In November, 2013, Health & Human Services Secretary Kathleen Sebelius announced new regulations that once again seek to provide coverage for mental health services at the same level as coverage for medical issues.
- Theoretically, this should eliminate separate deductibles, out of pocket limits, and limitations on coverage for mental health services. The specifics of the mental health regulations are spelled out here–206 pages! However, it remains to be seen whether there are loopholes or whether the regulations will be evenly enforced. A provision of the ACA that limited annual out of pocket limits has already allowed exceptions through 2014 for policies that use “more than one benefits administrator,” which often applies to pharmacy and mental health benefits. Mental health benefits should be excluded from these exceptions on out of pocket limits, but we’ll have to wait and see how the regulations are enforced.
- Exclusions to mental health parity (verbatim from healthcare.gov) include:
- Plans offered by small employers that are self-insured (these are plans that don’t buy insurance from an insurance company, but pay for employees’ health care costs themselves; they may use a health insurance company to manage claims and payments)
- Plans offered by employers that can show the federal government that the parity requirements have caused such a significant increase in plan costs that they qualify for a one-year exemption
- Plans offered by state and local government employers that are self-insured and choose not to apply the parity requirements, as long as they properly notify the federal government
- Plans that are grandfathered (generally those that have not changed their plan terms since March 2010)
- Retiree-only plans
- If catastrophic policies remain in effect (see above), then mental health benefits are unlikely to be covered at all in these policies.
To underscore the uncertainty regarding mental health parity, I quote healthcare.gov: “Do job based plans include mental health parity protections? Some of them do.”
A key provision of Obamacare (ACA) is that individuals with preexisting conditions, physical or mental, cannot be denied the opportunity to purchase health insurance. Further, those with preexisting conditions cannot be required to pay higher premiums and policies cannot be cancelled.

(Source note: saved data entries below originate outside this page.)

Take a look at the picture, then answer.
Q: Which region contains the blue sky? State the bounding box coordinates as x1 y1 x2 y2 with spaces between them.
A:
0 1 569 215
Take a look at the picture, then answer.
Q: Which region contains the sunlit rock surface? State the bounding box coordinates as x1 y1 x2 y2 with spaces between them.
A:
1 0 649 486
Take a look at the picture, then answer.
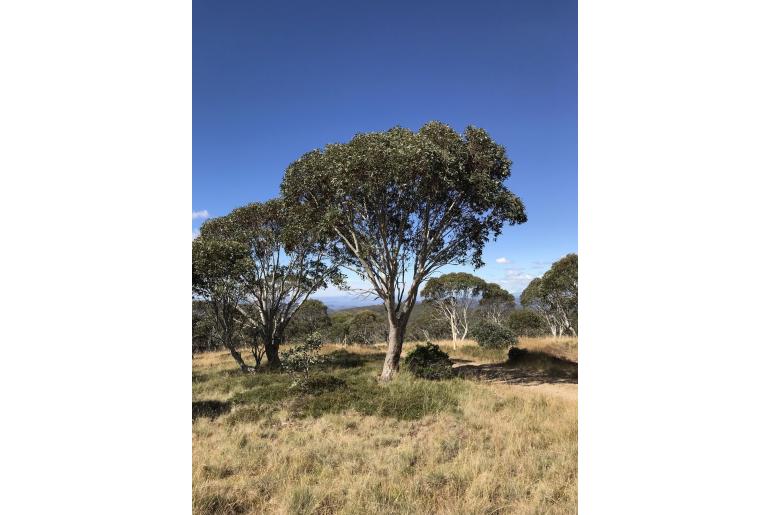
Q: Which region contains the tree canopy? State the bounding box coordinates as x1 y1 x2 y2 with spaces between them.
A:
281 122 526 380
194 199 343 368
479 282 516 325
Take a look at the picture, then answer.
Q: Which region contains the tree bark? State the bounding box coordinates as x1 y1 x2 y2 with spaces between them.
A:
264 334 281 369
226 342 253 373
380 318 406 381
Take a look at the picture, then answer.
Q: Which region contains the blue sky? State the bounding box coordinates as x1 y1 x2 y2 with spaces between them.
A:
193 0 576 306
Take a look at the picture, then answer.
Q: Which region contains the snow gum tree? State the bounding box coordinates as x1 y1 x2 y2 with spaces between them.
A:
281 122 527 380
479 282 516 325
521 253 578 337
421 272 487 348
194 199 343 370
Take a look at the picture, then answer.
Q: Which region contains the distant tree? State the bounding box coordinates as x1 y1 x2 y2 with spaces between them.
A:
520 254 578 337
327 309 386 345
348 310 384 345
479 283 516 325
541 253 577 335
421 272 487 348
192 307 217 354
508 308 546 337
281 122 527 380
284 299 331 342
405 306 452 342
195 200 343 370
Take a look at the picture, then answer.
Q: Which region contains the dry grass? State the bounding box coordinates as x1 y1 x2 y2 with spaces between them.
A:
193 337 577 514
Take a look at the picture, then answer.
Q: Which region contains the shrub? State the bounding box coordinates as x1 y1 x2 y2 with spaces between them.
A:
507 346 528 363
281 332 325 387
471 320 518 348
403 342 454 380
508 309 546 337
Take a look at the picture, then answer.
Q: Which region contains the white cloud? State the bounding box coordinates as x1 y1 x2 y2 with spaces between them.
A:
495 257 510 264
192 229 200 240
192 209 210 220
498 267 534 293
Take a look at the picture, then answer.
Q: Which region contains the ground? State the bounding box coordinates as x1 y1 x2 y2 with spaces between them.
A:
192 337 578 515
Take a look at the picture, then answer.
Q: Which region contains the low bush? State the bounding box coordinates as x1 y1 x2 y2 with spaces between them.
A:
281 332 325 387
507 346 528 363
403 342 454 380
471 320 518 348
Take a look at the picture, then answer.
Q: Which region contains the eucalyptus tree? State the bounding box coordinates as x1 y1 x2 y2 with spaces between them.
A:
192 236 253 370
479 282 516 325
520 253 578 337
421 272 487 348
541 253 578 335
281 122 527 380
195 200 343 369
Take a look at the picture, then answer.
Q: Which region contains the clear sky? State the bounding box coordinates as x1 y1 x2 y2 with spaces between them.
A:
193 0 576 306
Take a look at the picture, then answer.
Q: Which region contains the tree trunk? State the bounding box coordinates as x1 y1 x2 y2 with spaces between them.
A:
380 319 406 381
226 342 253 373
264 334 281 369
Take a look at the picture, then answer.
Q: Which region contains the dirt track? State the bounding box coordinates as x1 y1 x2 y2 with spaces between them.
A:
453 360 578 402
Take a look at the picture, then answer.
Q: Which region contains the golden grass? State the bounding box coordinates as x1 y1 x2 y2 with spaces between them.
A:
193 337 577 514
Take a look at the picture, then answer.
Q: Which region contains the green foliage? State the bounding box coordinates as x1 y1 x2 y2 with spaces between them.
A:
281 122 526 273
291 374 463 420
541 253 578 333
193 201 345 370
219 354 465 421
507 309 547 337
471 320 517 348
403 342 455 380
285 299 331 342
479 283 516 323
281 122 527 378
405 306 452 341
281 332 326 387
328 309 386 345
421 272 487 302
521 254 578 336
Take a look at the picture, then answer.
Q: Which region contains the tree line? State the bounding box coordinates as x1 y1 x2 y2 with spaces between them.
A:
193 121 531 381
193 253 577 354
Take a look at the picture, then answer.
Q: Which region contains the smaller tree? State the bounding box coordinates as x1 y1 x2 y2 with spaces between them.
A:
192 238 254 371
520 254 578 337
284 299 331 342
421 273 487 348
197 200 344 370
281 332 325 388
471 319 517 348
479 283 516 325
348 310 384 345
508 309 546 337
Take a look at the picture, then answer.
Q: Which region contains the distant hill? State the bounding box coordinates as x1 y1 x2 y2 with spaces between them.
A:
327 301 434 319
309 295 381 312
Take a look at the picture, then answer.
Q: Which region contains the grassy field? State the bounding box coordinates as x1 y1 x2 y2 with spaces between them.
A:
192 337 578 514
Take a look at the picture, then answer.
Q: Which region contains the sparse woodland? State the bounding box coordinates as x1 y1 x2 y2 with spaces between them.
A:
192 123 578 514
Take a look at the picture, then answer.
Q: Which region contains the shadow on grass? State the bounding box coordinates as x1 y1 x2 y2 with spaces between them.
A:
192 400 231 420
453 349 578 385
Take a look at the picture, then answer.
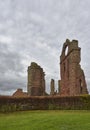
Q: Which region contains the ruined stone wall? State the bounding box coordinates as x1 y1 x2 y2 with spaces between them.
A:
12 89 28 97
60 39 88 96
27 62 45 96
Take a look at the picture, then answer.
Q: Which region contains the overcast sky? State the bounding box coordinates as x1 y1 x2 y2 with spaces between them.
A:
0 0 90 95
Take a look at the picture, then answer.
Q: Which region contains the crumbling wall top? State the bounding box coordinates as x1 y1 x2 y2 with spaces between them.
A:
60 39 80 63
28 62 43 72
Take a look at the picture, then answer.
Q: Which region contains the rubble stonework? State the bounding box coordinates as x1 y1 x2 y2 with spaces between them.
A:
50 79 55 95
12 89 28 97
27 62 45 96
60 39 88 96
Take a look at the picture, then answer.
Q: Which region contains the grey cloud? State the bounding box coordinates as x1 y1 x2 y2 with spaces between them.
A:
0 43 24 73
0 42 26 94
0 0 90 94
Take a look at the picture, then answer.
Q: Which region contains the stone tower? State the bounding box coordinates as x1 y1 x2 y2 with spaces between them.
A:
50 79 55 95
60 39 88 96
27 62 45 96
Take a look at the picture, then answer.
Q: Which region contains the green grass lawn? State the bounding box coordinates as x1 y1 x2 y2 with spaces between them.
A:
0 110 90 130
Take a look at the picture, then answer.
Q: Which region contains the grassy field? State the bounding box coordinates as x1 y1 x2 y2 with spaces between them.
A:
0 110 90 130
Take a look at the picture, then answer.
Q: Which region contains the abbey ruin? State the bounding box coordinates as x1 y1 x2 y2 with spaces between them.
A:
26 39 88 97
0 39 89 112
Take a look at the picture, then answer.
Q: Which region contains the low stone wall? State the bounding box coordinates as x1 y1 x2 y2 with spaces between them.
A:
0 95 90 112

- This is good news for individuals who previously sought mental health care and were subsequently denied the opportunity to purchase health insurance because of their “preexisting condition.” You can no longer be denied the opportunity to purchase health insurance! And your marketplace health insurance policies can’t raise premiums or cancel policies if you decide to use your mental health benefits or become seriously ill, which was a risk with individual policies in the past.

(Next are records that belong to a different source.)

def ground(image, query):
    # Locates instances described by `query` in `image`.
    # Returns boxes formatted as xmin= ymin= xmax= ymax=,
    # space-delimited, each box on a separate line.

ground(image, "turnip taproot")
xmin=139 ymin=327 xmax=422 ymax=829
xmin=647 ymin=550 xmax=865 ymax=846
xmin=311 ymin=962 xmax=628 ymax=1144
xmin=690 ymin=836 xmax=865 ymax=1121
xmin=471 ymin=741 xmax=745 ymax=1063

One final relevant point about Obamacare and mental health coverage: To quote healthcare.gov: “Can I keep my current mental health provider? Possibly.”
- If you’ve ever invested time, money, and energy into mental health care, then you know that “providers” are not interchangeable! The therapist or psychologist you’ve been working with knows you, your history, challenges, and strengths. Starting over is not a small thing. As insurance companies are managing costs, they are “containing” their networks, i.e., fewer providers are included in-network. This does not mean that you can’t see a therapist or psychologist that is “out-of-network,” but you may pay more out of pocket than with in-network providers. And in-network providers often agree to accept lower reimbursement, which may dilute the quality of care.
In summary, Obamacare is intended to make mental health care affordable and accessible to every American citizen. However, such an ambitious goal is going to have bumps along the way and soundbites don’t accurately describe the reality. If you have comments, questions, or additional insights, please share!